The Clairvoyant Class: Predict the Future from Your First Day

We all know we shouldn’t judge a book by its cover, but let’s face it, half of us do it anyway. Plus, judging by appearance and prior knowledge does sometimes work. (Example: M. Night Shyamalan movies…)

College classes are the perfect example of things that can be accurately judged from a first impression, no matter how fleeting. Let’s take a look at some of the most common experiences you might have on your first day and what they might mean about the class ahead.

What happens: Your prof shows up 10 minutes late, frazzled and smelling heavily of espresso.
What it means: Feel free to come to class in your PJs and contribute to class discussion with garbled comments that aren’t fully formed, since your prof will neither care nor be able to tell the difference.

What happens: A PowerPoint presentation is already up on the screen when you enter, and the prof has a writing implement in his or her breast pocket.
What it means: Watch out, sister! This prof isn’t going to take any shenanigans. S/he is likely to be a hard grader, so start assembling your study group pronto with the cute dudes who sit near you.

What happens: The prof hands out the syllabus, reads it word for word, asks if everyone has the textbook, and dismisses you early.
What it means: Don’t be fooled by the early dismissal. This is a by-the-book prof who isn’t too keen on original ideas and probably doesn’t want to hear yours. Learn to read and regurgitate what’s in the textbook, and fast.

What happens: You all meet at the coffee shop and the prof buys everyone drinks and pastries.
What it means: Count your blessings. Your prof is either really nice or really insecure—better hope it’s the former.

What happens: You do an icebreaker activity with the other students in your class.
What it means: Your prof used to be a corporate motivational speaker. Polish off your phrases of cynicism, because you’ll probably need them for the kind of crap you’re going to hear in this class.

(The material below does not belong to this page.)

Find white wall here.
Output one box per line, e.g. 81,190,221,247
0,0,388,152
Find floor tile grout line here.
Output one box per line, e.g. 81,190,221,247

Ready for the big time? Start studying your profs’ mannerisms, fashion sense (or lack thereof), and office decor (yes, that does require you to attend office hours). It might be a pain, but it’s not a waste of time. When you supplement your in-class comments with similar body language or slip in that “Far Side” reference that reflects a cartoon your prof has outside his office door, you can start welcoming those A+’s with open arms!